Solution Link to heading

You are a hiker preparing for an upcoming hike. You are given heights, a 2D array of size rows x columns, where heights[row][col] represents the height of cell (row, col). You are situated in the top-left cell, (0, 0), and you hope to travel to the bottom-right cell, (rows-1, columns-1) (i.e., 0-indexed). You can move up, down, left, or right, and you wish to find a route that requires the minimum effort.

A route’s effort is the maximum absolute difference in heights between two consecutive cells of the route.

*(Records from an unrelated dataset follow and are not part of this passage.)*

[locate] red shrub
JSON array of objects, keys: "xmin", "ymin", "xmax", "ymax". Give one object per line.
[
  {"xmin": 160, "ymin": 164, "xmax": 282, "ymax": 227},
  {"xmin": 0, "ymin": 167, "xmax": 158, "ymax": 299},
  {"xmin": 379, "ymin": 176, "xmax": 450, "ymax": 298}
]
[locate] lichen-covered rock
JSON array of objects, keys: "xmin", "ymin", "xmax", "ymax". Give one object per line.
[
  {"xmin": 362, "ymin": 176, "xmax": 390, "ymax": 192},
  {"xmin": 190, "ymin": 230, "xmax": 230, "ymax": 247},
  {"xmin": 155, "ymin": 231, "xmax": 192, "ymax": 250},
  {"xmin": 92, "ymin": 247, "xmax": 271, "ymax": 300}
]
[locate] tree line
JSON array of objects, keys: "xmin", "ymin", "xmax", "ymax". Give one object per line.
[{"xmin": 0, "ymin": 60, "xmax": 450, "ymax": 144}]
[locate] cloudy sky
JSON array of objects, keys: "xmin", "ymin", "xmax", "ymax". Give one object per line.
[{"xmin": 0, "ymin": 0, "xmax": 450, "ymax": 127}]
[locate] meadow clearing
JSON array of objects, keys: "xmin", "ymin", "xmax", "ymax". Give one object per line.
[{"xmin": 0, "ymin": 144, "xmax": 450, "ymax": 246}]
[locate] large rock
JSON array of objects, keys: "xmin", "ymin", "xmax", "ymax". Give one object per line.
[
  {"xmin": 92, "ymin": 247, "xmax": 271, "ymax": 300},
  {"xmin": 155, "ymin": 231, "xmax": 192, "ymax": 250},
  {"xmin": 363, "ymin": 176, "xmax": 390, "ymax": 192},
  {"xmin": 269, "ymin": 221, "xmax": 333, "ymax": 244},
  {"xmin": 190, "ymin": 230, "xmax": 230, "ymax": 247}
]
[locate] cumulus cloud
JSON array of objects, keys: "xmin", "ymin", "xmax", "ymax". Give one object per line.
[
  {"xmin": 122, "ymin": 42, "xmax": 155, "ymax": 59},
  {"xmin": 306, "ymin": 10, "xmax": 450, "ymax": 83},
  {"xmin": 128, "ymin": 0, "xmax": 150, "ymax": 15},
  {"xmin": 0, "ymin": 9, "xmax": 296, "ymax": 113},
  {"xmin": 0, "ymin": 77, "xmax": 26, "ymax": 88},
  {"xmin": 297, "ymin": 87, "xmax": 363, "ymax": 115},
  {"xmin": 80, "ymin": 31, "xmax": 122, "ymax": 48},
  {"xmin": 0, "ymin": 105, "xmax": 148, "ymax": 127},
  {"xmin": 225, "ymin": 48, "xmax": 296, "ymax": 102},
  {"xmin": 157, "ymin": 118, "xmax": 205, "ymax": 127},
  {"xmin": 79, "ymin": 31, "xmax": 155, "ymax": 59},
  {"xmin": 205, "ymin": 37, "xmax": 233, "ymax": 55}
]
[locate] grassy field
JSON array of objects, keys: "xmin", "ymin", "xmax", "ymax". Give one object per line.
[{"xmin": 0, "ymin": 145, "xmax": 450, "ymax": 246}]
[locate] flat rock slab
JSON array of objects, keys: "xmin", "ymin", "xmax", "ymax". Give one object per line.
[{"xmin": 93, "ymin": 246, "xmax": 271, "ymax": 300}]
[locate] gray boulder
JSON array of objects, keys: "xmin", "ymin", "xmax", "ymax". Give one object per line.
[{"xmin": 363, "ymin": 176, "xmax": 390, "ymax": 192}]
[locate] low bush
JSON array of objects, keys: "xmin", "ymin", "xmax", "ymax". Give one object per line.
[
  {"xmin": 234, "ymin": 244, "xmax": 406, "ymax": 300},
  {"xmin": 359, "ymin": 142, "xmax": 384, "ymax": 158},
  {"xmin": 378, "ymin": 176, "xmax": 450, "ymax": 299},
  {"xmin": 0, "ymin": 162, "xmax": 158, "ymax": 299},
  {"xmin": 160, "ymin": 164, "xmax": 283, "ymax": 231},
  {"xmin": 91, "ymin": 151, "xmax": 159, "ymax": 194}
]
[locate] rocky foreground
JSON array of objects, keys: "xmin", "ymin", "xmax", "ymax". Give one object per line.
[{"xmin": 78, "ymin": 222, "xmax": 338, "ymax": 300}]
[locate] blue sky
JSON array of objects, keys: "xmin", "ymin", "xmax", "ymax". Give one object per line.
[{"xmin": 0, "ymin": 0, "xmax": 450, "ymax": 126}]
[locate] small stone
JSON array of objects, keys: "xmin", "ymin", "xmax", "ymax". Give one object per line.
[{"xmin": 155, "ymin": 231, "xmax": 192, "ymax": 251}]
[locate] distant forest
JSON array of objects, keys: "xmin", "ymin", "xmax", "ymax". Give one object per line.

Return the minimum effort required to travel from the top-left cell to the bottom-right cell.

Example 1:

Input: heights = [[1,2,2],[3,8,2],[5,3,5]]
Output: 2
Explanation: The route of [1,3,5,3,5] has a maximum absolute difference of 2 in consecutive cells.
This is better than the route of [1,2,2,2,5], where the maximum absolute difference is 3.

Example 2:

Input: heights = [[1,2,3],[3,8,4],[5,3,5]]
Output: 1
Explanation: The route of [1,2,3,4,5] has a maximum absolute difference of 1 in consecutive cells,
which is better than route [1,3,5,3,5].

Example 3:

Input: heights = [[1,2,1,1,1],[1,2,1,2,1],[1,2,1,2,1],[1,2,1,2,1],[1,1,1,2,1]]
Output: 0
Explanation: This route does not require any effort.

Constraints:

rows == heights.length
columns == heights[i].length
1 <= rows, columns <= 100
1 <= heights[i][j] <= 10⁶

Solution Link to heading

Dijkstra algorithm Link to heading

We can use Dijkstra algorithm to find the answer.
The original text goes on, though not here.